I felt that using the wand instrument would be more engaging and instructive if there were a visual component. So using the topics we covered this semester in The Nature of Code, specifically particle systems, vectors, forces and oscillation, I made a set of musical particles that exist on a screen. Each time a musical note is played from the wand, the corresponding particle jumps up into the air on the screen. The ball then falls down to the “ground”, bouncing until it comes to rest in it’s original place until the note is triggered again. This kind of playful interaction makes it more clear to the user the effects of their actions with the wand on the musical notes and adds an element of feedback, heightening engagement.

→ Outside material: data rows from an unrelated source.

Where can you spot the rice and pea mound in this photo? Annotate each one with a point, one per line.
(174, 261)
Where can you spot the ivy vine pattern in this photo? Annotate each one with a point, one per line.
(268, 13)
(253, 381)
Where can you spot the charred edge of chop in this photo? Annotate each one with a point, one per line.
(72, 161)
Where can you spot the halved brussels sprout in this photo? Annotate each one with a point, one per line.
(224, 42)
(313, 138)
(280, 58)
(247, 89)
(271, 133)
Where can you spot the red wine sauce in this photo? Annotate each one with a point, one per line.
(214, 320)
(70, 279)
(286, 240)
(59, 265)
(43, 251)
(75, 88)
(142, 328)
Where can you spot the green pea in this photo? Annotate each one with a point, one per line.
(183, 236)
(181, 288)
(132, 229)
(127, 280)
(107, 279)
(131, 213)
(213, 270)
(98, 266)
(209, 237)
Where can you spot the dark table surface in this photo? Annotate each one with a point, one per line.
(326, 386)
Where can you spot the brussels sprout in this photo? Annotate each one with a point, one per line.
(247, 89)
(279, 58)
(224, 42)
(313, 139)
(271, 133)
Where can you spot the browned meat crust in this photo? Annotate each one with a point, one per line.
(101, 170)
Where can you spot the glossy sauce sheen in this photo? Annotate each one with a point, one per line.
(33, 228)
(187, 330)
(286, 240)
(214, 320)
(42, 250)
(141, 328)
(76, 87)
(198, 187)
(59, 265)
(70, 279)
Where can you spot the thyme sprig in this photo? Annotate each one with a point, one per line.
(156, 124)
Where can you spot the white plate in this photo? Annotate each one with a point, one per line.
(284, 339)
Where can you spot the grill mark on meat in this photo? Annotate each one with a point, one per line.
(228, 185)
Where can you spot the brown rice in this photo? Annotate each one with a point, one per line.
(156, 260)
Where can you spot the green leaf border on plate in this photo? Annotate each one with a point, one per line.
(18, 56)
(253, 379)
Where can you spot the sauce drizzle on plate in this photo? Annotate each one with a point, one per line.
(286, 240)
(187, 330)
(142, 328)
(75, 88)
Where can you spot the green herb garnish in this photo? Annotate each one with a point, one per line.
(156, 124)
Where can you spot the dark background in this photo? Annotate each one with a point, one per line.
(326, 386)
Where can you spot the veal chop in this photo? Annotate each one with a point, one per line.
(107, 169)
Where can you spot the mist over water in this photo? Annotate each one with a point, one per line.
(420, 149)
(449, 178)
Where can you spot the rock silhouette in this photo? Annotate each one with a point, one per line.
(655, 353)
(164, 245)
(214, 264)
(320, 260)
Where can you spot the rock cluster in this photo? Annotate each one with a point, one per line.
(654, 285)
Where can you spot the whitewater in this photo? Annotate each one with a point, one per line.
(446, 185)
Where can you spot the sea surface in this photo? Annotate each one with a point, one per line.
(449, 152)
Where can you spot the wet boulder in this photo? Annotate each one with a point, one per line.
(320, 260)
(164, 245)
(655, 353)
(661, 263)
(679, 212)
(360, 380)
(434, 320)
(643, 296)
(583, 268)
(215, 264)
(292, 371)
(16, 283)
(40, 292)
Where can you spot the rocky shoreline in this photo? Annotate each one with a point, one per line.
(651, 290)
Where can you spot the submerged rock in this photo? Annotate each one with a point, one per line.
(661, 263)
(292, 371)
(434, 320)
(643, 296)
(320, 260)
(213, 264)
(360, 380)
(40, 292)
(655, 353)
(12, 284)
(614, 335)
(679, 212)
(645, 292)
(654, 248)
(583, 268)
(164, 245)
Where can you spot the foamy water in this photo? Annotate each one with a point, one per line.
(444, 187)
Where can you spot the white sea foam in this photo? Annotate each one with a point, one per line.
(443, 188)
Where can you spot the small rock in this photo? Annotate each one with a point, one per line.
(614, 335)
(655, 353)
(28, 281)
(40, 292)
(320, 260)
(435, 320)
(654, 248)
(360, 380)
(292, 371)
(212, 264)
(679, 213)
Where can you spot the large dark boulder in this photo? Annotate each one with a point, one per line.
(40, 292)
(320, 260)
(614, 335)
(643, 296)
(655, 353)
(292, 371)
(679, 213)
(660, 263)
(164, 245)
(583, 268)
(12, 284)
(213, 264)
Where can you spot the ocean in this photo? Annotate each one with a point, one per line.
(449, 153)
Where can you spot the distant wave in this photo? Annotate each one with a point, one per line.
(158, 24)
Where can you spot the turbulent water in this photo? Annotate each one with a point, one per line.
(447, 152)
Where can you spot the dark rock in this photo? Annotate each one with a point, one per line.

You can see the signal flow in the picture below. The wand itself is connected to the laptop via Bluetooth MIDI, which is a simplified and straightforward implementation of BLE. Each time the wand plays a musical note, a MIDI note is received in MaxMSP where it is forwarded to both Ableton, where the sound is generated, and to p5.js, where the particle movement is triggered. There are other MIDI specific effects that are contained in MaxMSP which correspond to specialized movement coming from the wand. For instance, when the user swings the wand quickly downwards or upwards, a special sound is played with a corresponding visual response. These interactions are not explicit and are discovered by the user
The project is centered around the Arduino MKRZERO micro-controller board. I connected a BM-A01 Bluetooth MIDI transmitter to the TX pin of the Arduino to receive the notes. The wand’s orientation and movement is tracked by a BNO055 9-axis accelerometer.

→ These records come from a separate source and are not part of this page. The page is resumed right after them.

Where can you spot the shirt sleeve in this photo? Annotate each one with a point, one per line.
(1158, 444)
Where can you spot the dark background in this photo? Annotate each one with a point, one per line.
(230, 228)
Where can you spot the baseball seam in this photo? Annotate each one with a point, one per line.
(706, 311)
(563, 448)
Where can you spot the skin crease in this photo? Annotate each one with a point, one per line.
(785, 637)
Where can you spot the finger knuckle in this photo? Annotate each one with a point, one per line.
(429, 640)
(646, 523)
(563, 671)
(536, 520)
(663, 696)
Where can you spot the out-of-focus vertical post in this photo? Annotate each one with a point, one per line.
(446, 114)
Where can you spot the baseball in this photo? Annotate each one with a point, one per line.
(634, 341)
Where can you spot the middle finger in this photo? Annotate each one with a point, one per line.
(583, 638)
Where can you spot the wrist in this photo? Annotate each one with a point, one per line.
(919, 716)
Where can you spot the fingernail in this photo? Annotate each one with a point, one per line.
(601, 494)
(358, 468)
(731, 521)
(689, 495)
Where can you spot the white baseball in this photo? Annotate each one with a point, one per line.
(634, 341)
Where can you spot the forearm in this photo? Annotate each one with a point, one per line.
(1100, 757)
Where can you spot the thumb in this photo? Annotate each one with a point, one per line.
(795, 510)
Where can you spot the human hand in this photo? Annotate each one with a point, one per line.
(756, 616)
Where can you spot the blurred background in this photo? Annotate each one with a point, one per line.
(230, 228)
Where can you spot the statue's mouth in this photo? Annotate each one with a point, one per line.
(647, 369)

I imagine this piece being used to highlight Mergia’s story and musical stylings. Mergia lived under the censorship of the Derg dictator ship in the late 1970’s and made his way to the United States in 1983, settling at Howard University where he recorded Hailu Mergia & His Classical Instrument. The album features simple instrumentation - a Rhodes electric piano, a synthesizer, and a drum machine - which I have recreated somewhat here. The music imparts a sense of joy and playfulness that I sought to capture in the interaction. The sound of the wand is rolling and tumbling, where each note is played in sequence to the one next to it, up and down through the musical scale, which mimics Mergia’s rolling right hand technique, similar to other Ethiopian artists such as Emahoy Guèbrou.